Uno de los encuentros que reconstruyó la Justicia se desarrolló en la Casa Rosada y contó con la “presencia del entonces Vice Jefe de Gabinete de Ministros, Mario Quintana (quien tuvo que interceder para bajarle el tono a las manifestaciones realizadas por Rodríguez Simón)”, indicó Servini. “Luego, en otra reunión, le habría expresado a uno de los empresarios mencionados que ‘no quería verlo preso’”, señaló la magistrada, que se basó en el testimonio del empresario y ex socio de Cristóbal López, Federico de Achával.

Las reuniones en la Casa Rosada no debieran sorprender. Más allá de que no tenía un cargo formal en el Ejecutivo nacional (era diputado del Parlasur y director de YPF), Rodríguez Simón solía atender en Casa de Gobierno. Allí, por ejemplo, se reunió con el fiscal de la Seguridad Social Gabriel De Vedia, a quien le dijo que si la entonces procuradora Alejandra Gils Carbó no presentaba su renuncia la iba a meter presa junto a sus hijas.

Un dato refleja su constante presencia en la Casa Rosada: registra –al menos- 75 ingresos durante el gobierno de Cambiemos. Una treintena fueron a la secretaría privada del entonces presidente.

En otro pasaje de la resolución, Servini hace alusión al pedido de Pepín de “bajar” un programa de Roberto Navarro en C5N: “En otra oportunidad, el imputado se enteró que en el canal de televisión ‘C5N’ – propiedad de los querellantes – iba a emitirse un programa conducido por Roberto Navarro, donde supuestamente se iba a hablar sobre su persona, para evitar ello se comunicó nuevamente con Federico de Achával, a quien le manifestó que debía bajarse el programa, y cuando éste le indicó que no tenía nada que ver con el canal de televisión mencionado, Rodríguez Simón le habría manifestado: ‘Jodete por ser socio de Cristóbal López, bájalo porque si no te hacemos mierda’”. 

En su racconto de hechos paradigmáticos protagonizados por Pepín, la jueza también hace referencia a un apriete de 2019 para intentar que se frene la causa en que se investiga el intento de desguace del Grupo Indalo.
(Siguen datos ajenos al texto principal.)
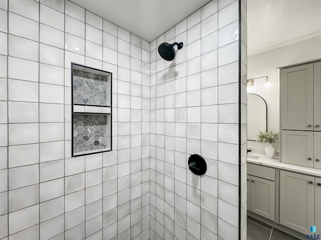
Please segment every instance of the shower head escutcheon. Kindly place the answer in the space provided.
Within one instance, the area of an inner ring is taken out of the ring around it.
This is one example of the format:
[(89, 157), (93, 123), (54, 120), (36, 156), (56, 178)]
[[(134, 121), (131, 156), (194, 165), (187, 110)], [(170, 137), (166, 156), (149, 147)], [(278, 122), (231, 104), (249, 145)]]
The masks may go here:
[(163, 42), (158, 46), (158, 53), (160, 56), (167, 61), (172, 61), (175, 58), (175, 50), (174, 46), (177, 46), (177, 49), (182, 49), (183, 48), (183, 42), (179, 44), (174, 42), (173, 44), (168, 44), (167, 42)]

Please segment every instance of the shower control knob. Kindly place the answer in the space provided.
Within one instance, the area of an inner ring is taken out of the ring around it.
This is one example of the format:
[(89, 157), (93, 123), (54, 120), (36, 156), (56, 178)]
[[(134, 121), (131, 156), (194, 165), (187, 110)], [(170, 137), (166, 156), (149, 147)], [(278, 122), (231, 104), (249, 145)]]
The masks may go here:
[(207, 170), (206, 162), (198, 154), (193, 154), (190, 156), (188, 166), (191, 172), (199, 176), (205, 174)]

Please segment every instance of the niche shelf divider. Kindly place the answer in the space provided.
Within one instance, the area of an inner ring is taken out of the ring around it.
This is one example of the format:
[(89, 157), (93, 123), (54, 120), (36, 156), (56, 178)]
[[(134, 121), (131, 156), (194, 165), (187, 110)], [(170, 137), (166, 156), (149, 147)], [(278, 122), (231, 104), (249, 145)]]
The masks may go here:
[(71, 62), (73, 157), (112, 150), (112, 74)]

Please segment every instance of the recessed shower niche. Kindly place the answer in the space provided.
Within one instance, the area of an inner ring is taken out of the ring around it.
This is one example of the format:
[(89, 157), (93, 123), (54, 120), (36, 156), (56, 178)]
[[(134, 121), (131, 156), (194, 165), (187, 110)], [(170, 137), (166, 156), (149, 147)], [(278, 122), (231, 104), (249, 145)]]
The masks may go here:
[(73, 156), (111, 150), (112, 73), (71, 64)]

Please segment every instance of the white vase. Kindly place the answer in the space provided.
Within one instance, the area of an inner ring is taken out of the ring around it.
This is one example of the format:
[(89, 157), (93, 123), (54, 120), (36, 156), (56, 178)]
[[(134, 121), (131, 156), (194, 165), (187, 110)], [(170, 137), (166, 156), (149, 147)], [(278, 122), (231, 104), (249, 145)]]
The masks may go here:
[(269, 158), (273, 158), (273, 156), (274, 156), (274, 154), (275, 154), (275, 148), (273, 146), (272, 144), (267, 142), (264, 150), (265, 150), (266, 156)]

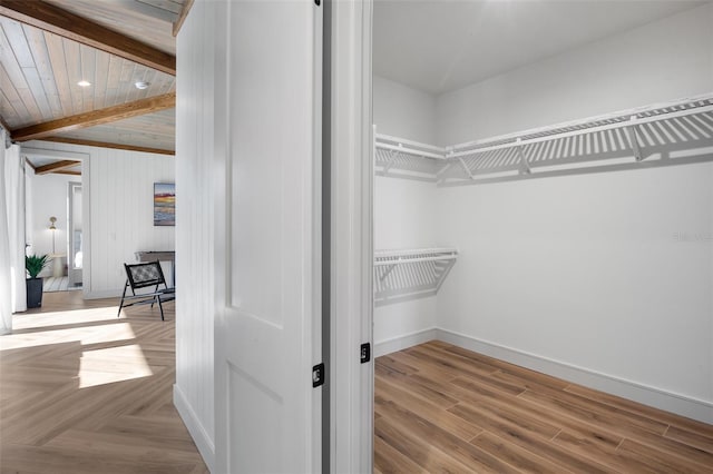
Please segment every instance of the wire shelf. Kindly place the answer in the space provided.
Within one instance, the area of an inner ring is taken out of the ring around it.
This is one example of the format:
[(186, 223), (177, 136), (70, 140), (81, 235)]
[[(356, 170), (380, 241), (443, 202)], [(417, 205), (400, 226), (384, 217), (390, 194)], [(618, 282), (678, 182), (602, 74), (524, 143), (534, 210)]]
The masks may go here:
[(644, 160), (661, 165), (712, 160), (713, 96), (445, 148), (375, 135), (374, 147), (378, 175), (439, 185), (574, 174), (593, 166), (606, 170)]
[(455, 248), (374, 251), (374, 304), (436, 295), (457, 257)]

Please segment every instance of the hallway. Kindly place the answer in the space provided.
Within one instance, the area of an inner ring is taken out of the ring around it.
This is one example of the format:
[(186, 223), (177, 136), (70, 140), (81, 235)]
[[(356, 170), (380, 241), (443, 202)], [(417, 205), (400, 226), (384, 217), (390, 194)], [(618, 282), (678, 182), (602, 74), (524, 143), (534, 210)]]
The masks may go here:
[(175, 312), (43, 295), (0, 337), (0, 472), (207, 473), (173, 406)]

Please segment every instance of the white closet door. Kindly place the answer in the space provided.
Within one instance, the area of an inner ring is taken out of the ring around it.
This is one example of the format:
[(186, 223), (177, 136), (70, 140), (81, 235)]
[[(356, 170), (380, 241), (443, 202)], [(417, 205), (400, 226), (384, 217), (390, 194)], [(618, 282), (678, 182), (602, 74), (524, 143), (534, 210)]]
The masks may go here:
[(322, 11), (218, 4), (216, 472), (319, 472)]

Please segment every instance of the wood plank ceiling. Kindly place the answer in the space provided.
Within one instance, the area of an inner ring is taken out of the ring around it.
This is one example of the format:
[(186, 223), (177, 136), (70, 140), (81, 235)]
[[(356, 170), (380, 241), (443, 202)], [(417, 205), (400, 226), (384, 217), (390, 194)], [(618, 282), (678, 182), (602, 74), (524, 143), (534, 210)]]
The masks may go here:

El relato lo hizo el empresario Ricardo Benedicto, también ex socio de Cristóbal López, y provocó la apertura de un expediente conexo al principal.

Por todas estas razones, Servini entendió que estaban dadas las condiciones para decretar la prohibición de salida del país. El interrogante que se abre ahora es qué decisión tomará la jueza tras difundirse que Rodríguez Simón no está en la Argentina hace más de tres meses.